There’s a lot of waiting around at the Department of Motor Vehicles, and a lot of empty wallspace. I made this poster to encourage those waiting to check the box on their license applications to become organ donors. The banner at the bottom came from DonateLife.net. I didn’t do a very good job cleaning up around the guy’s head at the bottom. Oh well. Made it a long time ago, probably while waiting for work at some desktop publishing job.

Nonprofit Website Do-Over

When Love Brooklyn Libraries, Inc. had to slash their budget, I helped them get rid of a ridiculous service that charged $200 a month for this:

Old website image

Yes, it’s WordPress. For $200 a month, the nonprofit had this site hosted on the service provider’s servers. Included in the cost was a Facebook page and a limited number of updates. Granted, it’s really not very expensive compared to hiring a WordPress developer to build it and continue updating it. But with this subscription service, both the website and the Facebook page were filled with stock photos, and the site was rarely updated. Not very enticing.

For the price of a tax-deduction, I had the domain pointed to my Dreamhost server and built this, also in WordPress:

Nonprofit to save the Brooklyn Heights Library

The Howard Johnson’s color scheme had to go. Well, it had red not orange, but it was still ugly.

Resurrecting an HTML4 Website

In 2009 Adobe CS4 was relevant software with some of the best desktop publishing tools available, back when “desktop publishing” referred primarily to creating printed documents from a laptop or desktop computer and HTML4 was sexy markup. With the suite came Dreamweaver, Flash, and Fireworks – shiny software originally by Macromedia. Adobe soon would integrate functions within Flash and Fireworks into their own Photoshop application, though integration was not entirely successful; Flash’s animation ability would later become the focus of Edge Animate.

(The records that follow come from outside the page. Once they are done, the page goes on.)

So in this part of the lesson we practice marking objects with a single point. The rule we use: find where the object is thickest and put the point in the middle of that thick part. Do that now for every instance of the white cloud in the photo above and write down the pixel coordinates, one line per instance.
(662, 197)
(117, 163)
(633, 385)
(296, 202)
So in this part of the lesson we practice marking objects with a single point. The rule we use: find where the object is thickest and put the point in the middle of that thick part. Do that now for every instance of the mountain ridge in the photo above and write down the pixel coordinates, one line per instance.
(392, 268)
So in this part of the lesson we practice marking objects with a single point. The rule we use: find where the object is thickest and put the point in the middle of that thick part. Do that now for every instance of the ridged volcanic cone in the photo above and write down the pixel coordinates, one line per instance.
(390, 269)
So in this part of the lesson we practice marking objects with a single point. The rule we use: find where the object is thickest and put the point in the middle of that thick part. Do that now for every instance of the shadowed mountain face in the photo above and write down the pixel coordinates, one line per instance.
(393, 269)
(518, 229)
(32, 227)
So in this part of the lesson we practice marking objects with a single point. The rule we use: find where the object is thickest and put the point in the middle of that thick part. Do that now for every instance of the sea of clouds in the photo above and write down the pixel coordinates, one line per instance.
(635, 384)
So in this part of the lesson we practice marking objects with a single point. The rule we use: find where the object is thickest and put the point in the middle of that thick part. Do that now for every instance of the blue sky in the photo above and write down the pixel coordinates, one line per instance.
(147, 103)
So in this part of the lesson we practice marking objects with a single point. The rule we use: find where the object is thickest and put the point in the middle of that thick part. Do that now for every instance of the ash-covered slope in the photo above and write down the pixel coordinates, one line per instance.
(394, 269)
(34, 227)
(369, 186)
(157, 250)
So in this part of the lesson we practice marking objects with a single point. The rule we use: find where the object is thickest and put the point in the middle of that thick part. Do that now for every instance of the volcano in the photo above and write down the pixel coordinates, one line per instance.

Back then Dreamweaver was less than perfect. It had a graphical user interface that allowed users to drag and drop elements onto a page while the program created the markup in the background. The markup was sloppy, containing complicated-looking classes and IDs that made simple text changes to the HTML document a visual nightmare. I tended to stay away from the GUI and create websites from the text console, making use of Dreamweaver’s preview and tag-closing functions. One of those websites is still alive at kiai.us.

Note the black background; looks sleek and saves energy. 😀

Screenshot of Kiai.us as of October 2017

As of today’s date (October 8, 2017) many of the links don’t work. At some point, the site had been migrated and its secondary pages got lost. (There must be a backup somewhere…)

The fun side to this website is that it was built in HTML4. The pink page links were created in Fireworks, which automated the production of mouseOver, onClick, and mouseOut images. The GIFs are encased in a table, Internet Explorer–friendly. The comments at the top and music player at the bottom are linked to Revernation.com and require a Flash plug-in to operate. One of these days, I’ll replace the comment widget with something on my own server, maybe javascript-based.

For simple websites, I still like typing out HTML. It’s a little like knitting: meditative but still requiring thought and planning. Though it’s hard to keep up with developments in styles and tags, at least W3.org does a good job and keeping its content updated. I’m thanking Adobe for giving us Brackets to help out. And Dreamweaver has been greatly improved since CS4. I still rely on console windows.